Bayer’den Türkiye Sağlık Okuryazarlığı araştırması

Ipsos tarafından gerçekleştirilen Türkiye Sağlık Okuryazarlığı araştırmasının sonuçları paylaşıldı.

Ülkemizde sağlıklı yaşam ve koruyucu sağlık kavramlarına dikkat çekmek ve halk sağlığına destek olmak amacıyla 22 Ekim gününü “Sağlık Okuryazarlığı Günü” ilan eden Bayer, Ipsos tarafından gerçekleştirilen Türkiye Sağlık Okuryazarlığı araştırmasının sonuçlarını paylaştı.

Türkiye’de sağlıklı bir yaşamın önemi ve sağlıklı kalabilmek için yapılması gerekenler hakkında farkındalık düzeyinin yüksek olduğunu ortaya koyan araştırmaya göre, söz konusu bilgileri hayata geçirenlerin oranı görece düşük kalıyor. Ülkemizdeki her dört kişiden üçünün daha önce sağlık okuryazarlığı kavramını duymadığını belirttiği araştırmada katılımcıların yarıya yakını sağlıkla ilgili doğru ve yanlış bilgileri ayırt etmekte zorlandığını ifade ediyor.

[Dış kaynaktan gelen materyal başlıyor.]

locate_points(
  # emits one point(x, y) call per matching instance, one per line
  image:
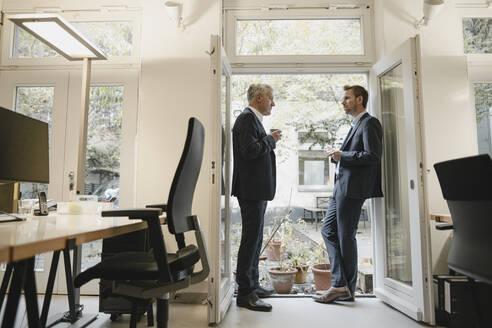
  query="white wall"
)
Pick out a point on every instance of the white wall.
point(175, 85)
point(448, 117)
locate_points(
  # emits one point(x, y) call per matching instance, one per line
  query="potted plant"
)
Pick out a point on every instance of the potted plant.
point(282, 276)
point(321, 270)
point(300, 258)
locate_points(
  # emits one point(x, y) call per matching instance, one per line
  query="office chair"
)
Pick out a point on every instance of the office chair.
point(142, 277)
point(466, 184)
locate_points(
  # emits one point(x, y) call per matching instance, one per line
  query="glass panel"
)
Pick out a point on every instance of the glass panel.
point(314, 172)
point(35, 102)
point(310, 116)
point(397, 220)
point(299, 37)
point(477, 35)
point(224, 197)
point(113, 38)
point(102, 171)
point(483, 109)
point(27, 46)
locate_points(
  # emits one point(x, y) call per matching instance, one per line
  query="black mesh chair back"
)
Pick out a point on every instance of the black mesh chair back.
point(185, 180)
point(466, 184)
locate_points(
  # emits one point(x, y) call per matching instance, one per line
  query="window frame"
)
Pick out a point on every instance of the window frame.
point(302, 149)
point(473, 59)
point(364, 14)
point(133, 17)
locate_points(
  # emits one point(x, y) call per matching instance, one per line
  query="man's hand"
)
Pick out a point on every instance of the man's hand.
point(336, 155)
point(276, 134)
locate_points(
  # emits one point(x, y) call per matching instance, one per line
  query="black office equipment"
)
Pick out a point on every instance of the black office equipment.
point(24, 148)
point(466, 186)
point(43, 204)
point(143, 276)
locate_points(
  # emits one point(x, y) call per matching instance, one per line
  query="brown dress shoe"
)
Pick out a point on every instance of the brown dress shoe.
point(252, 302)
point(332, 295)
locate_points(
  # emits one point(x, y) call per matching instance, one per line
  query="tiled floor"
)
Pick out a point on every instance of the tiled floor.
point(287, 312)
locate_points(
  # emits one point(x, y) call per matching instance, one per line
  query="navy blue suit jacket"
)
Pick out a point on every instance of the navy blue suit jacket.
point(254, 176)
point(359, 174)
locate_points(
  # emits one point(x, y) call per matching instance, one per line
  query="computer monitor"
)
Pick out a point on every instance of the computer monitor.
point(24, 148)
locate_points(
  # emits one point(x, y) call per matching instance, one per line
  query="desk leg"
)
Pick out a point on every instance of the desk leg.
point(74, 316)
point(31, 295)
point(5, 283)
point(23, 278)
point(14, 294)
point(49, 288)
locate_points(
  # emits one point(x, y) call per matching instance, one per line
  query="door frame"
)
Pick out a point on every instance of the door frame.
point(415, 301)
point(221, 291)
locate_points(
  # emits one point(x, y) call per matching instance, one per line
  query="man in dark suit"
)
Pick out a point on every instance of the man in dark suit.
point(253, 183)
point(357, 178)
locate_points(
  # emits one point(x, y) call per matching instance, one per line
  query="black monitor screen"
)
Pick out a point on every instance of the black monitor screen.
point(24, 150)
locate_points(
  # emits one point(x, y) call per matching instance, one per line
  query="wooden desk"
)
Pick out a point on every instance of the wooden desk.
point(41, 234)
point(21, 241)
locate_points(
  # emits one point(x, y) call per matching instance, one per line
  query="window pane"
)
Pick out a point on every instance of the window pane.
point(477, 35)
point(35, 102)
point(483, 110)
point(299, 37)
point(27, 46)
point(113, 38)
point(314, 172)
point(102, 171)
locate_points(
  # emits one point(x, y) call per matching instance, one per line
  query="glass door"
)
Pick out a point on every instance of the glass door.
point(112, 128)
point(221, 288)
point(41, 95)
point(402, 252)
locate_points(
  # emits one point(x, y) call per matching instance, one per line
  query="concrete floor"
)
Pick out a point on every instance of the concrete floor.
point(287, 312)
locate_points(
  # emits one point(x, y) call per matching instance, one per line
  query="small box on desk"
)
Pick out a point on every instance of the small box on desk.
point(457, 303)
point(440, 281)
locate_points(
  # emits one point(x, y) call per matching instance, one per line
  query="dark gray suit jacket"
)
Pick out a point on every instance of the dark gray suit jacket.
point(254, 176)
point(359, 174)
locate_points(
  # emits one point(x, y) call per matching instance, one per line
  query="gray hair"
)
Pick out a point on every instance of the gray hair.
point(257, 89)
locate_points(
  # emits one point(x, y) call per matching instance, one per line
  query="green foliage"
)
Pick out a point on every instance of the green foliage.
point(303, 103)
point(104, 128)
point(113, 38)
point(477, 35)
point(483, 101)
point(299, 37)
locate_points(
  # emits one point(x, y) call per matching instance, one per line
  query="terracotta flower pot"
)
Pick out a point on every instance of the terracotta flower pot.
point(322, 276)
point(282, 280)
point(274, 251)
point(301, 274)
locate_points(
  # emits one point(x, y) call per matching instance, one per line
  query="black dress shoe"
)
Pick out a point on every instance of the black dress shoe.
point(263, 292)
point(252, 302)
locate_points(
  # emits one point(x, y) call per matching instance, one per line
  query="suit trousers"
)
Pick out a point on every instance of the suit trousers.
point(252, 216)
point(338, 231)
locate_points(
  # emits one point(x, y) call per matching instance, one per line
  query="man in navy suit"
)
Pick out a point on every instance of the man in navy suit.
point(357, 178)
point(253, 183)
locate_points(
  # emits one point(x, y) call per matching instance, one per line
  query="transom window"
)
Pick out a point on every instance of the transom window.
point(114, 38)
point(299, 37)
point(477, 35)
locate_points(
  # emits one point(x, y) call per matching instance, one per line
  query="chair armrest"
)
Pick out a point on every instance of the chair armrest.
point(163, 207)
point(445, 226)
point(134, 213)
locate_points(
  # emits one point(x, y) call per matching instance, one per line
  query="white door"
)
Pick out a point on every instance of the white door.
point(221, 289)
point(112, 129)
point(42, 96)
point(402, 252)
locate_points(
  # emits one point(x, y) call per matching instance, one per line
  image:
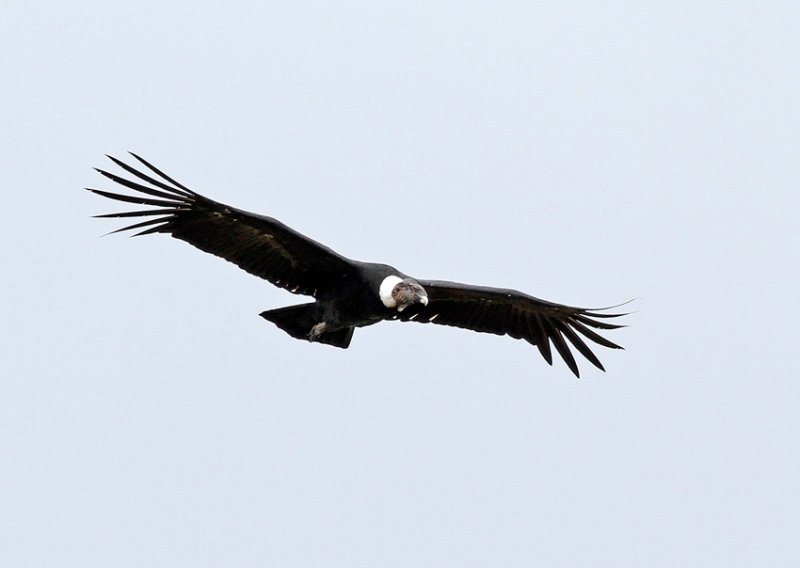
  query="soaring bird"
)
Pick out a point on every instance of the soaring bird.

Katılımcıların büyük çoğunluğunun sağlık durumlarına etkisi olabilecek konular hakkında bilgi sahibi olduğu gözlemlenirken, sağlık için yararlı ve zararlı olan ürün ve davranışlar hakkında bilgi sahibi olsalar bile bunu hayatlarına yansıtma oranlarının düşük olduğu görülüyor. Örneğin, Türkiye’nin yüzde 90’ına yakını sigara, tütün ve tütün ürünleri tüketiminin zararlı, egzersiz yapmanın ve düzenli uykunun ise sağlık üzerinde pozitif etkiye sahip olduğunu biliyor ancak sigara içmeyi denemiş her 10 kişiden 6’sı sigara içmeye devam ediyor. Benzer şekilde, haftada bir veya daha fazla egzersiz yaptığını ifade edenlerin oranı yüzde 50’nin altında kalıyor.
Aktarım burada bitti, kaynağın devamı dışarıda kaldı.